Setelah mengetahui hal ini, hanya aku yang akan basah sendiri, seperti ada rasa sesal sudah membuat pernyataan “Siaaap” saat pertama diajak menerobos hujan. Entah dari mana asalnya, tiba-tiba Megy Z bernyanyi Sungguh teganya dirimu, teganya, teganya, teganya, teganya... Pada diriku... 

“Ternyata cuman aku saja yang menerobos hujan, basah-basahan kayak orang tolol. Aku kena tipu. Kampret” Aku cuma bisa membatin. “Maafkan aku ya Allah, sudah memaki dalam hati. Maafkan ketidaksetiakawanan ini. Semoga saja dia tidak mencalonkan diri menjadi politikus, kalau tidak, aku sendiri tidak mencoblosnya. Dia sudah terjangkit penyakit pejabat politik. PHP. Pemberi Harapan Palsu.” 

Aku berakhir duduk manis di atas motor Nailul, dengan wajah senyum-senyum bodoh—karena baru terkena kasus penipuan. Untuk menghibur diri, aku berusaha mengingat korban-korban penipuan lain yang lebih tragis. Bukan untuk menikmati nasib sial orang lain, tapi untuk merenung bahwa ditipu itu menyakitkan.

Di tengah perjalanan, Nailul sempat mengusulkan membawa mobilnya agar kami terhindar dari terpaan hujan. Dia mengusulkan itu setelah air hujan masuk hingga ke celana paling dalam yang kupakai. Setelah masuk ke celah paling sempit di tubuhku. Hanya sesaat setelah mengusulkan itu, ia kemudian meralatnya.

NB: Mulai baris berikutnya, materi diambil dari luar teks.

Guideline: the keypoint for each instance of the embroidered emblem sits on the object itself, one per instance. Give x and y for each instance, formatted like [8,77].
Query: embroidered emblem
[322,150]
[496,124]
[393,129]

“Enggak usah saja, An. Mobil nanti bisa kotor dan kita pun sudah terlanjur basah sekarang.”

"Maaf ya, bukan kita yang basah, tapi aku. Aku yang basah. Kamu enggak basah. Kamu pakai jas hujan." Ini PHP yang kedua, dan tak kalah menyakitkan.

“Pencitraan ini, sungguh-sungguh menyakitkan hati… Oooh pencitraan ini, cuman modus penipuan... Kawan-kawan kenak tipu... kenak tipu...”

Aku hanya bisa menyanyi dengan lirik yang kubuat-buat tidak jelas. Nailul tidak mendengarnya. Hujan turun masih sangat deras. Di pikirannya sekarang barangkali cuma ada durian saja.

Kak Nong dan Brayeung

Perjalanan ke objek wisata alam Brayeung sedikit lebih jauh dari jarak Banda Aceh ke wisata Air Panas Krueng Raya. Brayeung terletak di daerah Leupung, Aceh Besar. Jika Air Panas ada di ujung timur Aceh Besar, maka Brayeung ada di ujung barat Aceh Besar. Untuk menuju ke sana, kami harus melintasi kota Banda Aceh. Seperti kataku, jaraknya jauh.

Namun, demi durian, hujan kami lawan.

Hujan turun masih cukup deras. Jalanan licin dan jarak pandang cuma beberapa meter. Kami tiba di Brayeung setelah menghabiskan waktu sekitar satu jam lebih di perjalanan. Langit masih gelap, belum ada tanda-tanda hujan akan berhenti. Aku tidak lagi memperdulikan hujan mau berhenti atau tidak. Aku sudah basah sepenuhnya.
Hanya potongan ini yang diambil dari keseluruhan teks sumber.